Somehow, though, Rogue One composer Michael Giacchino has found replacing John Williams to be the second hardest thing about the project. In a recent interview with Entertainment Weekly (via the A.V Club.), Giacchino admitted that he had only four weeks to write the full Rogue One score after Alexandre Desplat was forced to leave during reshoots. In the wide-ranging interview, Giacchino talks freely about agreeing to join Rogue One at the last minute and mountain of pressure this put him under.

Yes, literally the last thing I expected I’d be doing this month would be this. I mean we were literally planning a vacation when I got the call asking if I could come and talk to them about it. At the time, it left me with literally four and a half weeks to write. … I spent the weekend with my kids and said, “You know what? The next four and a half weeks are going to be brutal. But Monday I’m going to start it,” and Monday I sat down and started it. And there it was: four and a half weeks later, we were scoring.

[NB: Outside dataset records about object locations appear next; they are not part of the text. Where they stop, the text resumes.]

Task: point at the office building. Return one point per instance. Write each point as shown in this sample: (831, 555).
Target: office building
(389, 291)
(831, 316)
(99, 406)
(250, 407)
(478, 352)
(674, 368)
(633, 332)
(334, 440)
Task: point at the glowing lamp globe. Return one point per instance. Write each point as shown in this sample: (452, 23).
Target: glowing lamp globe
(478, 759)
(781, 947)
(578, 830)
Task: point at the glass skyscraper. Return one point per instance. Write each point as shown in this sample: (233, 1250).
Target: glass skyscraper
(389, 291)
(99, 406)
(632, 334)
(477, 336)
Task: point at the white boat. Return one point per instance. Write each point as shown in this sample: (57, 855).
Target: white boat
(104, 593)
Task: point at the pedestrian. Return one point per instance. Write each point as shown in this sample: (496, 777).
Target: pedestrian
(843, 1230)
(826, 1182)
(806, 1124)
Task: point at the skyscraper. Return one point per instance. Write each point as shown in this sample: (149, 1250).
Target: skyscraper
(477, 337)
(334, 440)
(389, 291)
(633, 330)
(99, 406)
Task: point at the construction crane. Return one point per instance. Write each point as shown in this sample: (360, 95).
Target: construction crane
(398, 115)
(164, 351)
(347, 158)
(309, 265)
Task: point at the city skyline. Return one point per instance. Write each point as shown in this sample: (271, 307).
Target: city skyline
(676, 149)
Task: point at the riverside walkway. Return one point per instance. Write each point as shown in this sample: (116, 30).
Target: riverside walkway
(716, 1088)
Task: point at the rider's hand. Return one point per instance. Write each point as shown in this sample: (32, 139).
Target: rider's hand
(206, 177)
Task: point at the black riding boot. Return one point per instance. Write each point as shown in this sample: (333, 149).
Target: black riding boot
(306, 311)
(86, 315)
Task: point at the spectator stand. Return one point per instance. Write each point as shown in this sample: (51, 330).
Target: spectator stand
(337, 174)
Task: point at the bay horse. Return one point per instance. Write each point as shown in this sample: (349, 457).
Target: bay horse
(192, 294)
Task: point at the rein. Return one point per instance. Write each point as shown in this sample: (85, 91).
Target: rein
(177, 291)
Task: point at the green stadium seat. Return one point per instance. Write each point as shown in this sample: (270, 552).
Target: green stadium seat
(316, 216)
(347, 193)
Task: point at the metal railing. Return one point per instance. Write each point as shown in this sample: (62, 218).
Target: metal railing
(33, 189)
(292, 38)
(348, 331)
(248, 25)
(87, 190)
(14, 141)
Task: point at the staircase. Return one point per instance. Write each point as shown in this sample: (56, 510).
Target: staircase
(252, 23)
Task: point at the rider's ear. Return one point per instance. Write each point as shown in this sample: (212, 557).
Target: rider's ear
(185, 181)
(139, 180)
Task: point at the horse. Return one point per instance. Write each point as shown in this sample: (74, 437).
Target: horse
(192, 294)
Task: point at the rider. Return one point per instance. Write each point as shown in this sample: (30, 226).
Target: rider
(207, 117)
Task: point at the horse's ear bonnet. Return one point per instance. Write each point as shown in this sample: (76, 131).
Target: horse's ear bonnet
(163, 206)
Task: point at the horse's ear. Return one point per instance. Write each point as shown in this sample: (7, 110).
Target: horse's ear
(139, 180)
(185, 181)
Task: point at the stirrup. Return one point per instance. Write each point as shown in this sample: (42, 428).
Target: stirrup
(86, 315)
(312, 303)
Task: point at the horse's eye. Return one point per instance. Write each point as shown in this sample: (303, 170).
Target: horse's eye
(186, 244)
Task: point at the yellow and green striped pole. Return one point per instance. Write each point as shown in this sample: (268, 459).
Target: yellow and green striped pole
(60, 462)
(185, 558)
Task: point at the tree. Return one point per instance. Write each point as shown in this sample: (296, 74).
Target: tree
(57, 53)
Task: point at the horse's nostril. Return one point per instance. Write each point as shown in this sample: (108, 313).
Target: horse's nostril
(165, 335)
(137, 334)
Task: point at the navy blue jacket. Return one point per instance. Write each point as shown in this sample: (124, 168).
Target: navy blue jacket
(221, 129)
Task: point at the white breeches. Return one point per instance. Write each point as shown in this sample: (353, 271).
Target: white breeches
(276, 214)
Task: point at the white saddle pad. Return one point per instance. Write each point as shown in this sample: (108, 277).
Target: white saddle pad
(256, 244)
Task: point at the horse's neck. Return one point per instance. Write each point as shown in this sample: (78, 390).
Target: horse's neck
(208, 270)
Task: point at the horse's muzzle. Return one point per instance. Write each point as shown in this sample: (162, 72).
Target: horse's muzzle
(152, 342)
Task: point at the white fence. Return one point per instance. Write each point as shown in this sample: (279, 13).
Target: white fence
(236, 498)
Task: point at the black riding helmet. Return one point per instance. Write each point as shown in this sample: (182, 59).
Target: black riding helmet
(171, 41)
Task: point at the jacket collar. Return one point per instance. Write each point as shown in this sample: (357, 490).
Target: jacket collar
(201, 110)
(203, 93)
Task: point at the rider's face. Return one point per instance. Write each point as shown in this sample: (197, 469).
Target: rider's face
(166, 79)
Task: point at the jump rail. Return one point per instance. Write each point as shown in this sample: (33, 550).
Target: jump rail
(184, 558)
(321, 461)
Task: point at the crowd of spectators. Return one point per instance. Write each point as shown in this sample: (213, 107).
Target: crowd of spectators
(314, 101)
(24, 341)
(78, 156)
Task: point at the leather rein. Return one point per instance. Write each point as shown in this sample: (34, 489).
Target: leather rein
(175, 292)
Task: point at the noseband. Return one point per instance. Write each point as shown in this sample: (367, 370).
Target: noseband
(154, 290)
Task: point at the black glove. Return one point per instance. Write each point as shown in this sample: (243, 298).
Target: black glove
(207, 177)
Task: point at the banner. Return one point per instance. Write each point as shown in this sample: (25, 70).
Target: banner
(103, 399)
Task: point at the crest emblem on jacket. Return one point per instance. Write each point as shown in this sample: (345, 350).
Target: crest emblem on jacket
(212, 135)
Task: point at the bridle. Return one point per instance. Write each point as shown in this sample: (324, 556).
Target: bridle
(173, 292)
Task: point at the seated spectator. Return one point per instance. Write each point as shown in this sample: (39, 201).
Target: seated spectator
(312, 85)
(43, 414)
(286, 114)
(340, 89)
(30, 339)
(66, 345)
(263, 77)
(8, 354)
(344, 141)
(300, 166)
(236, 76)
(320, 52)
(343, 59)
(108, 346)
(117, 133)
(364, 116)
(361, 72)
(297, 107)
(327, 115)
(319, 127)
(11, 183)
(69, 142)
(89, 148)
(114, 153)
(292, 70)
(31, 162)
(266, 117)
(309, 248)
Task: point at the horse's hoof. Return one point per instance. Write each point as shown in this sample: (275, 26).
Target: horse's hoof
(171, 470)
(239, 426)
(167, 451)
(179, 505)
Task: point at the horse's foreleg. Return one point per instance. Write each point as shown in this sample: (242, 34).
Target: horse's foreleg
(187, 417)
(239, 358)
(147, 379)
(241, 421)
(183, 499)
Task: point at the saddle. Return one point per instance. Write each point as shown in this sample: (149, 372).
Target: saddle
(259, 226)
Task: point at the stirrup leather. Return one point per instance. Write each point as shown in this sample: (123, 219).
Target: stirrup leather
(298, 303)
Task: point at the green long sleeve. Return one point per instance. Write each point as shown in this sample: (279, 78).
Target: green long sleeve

While this all might seem like a reason for Star Wars fans to panic, writing music can often be more of a mathematical process than an artistic one. Every composer worth their salt has musical ideas written down in various places  —  chord progressions and melodies they hope to work into future projects  —  making even a major project like Rogue One a practical combination of pulling old ideas, combining them with preexisting music, and introducing a few new concepts along the way. As long as Giacchino’s Rogue One score isn’t just the audio of Bill Murray singing the Star Wars theme song on Saturday Night Live, we should be pretty happy with the results.

Rogue One: A Star Wars Story hits theaters on December 16, 2016.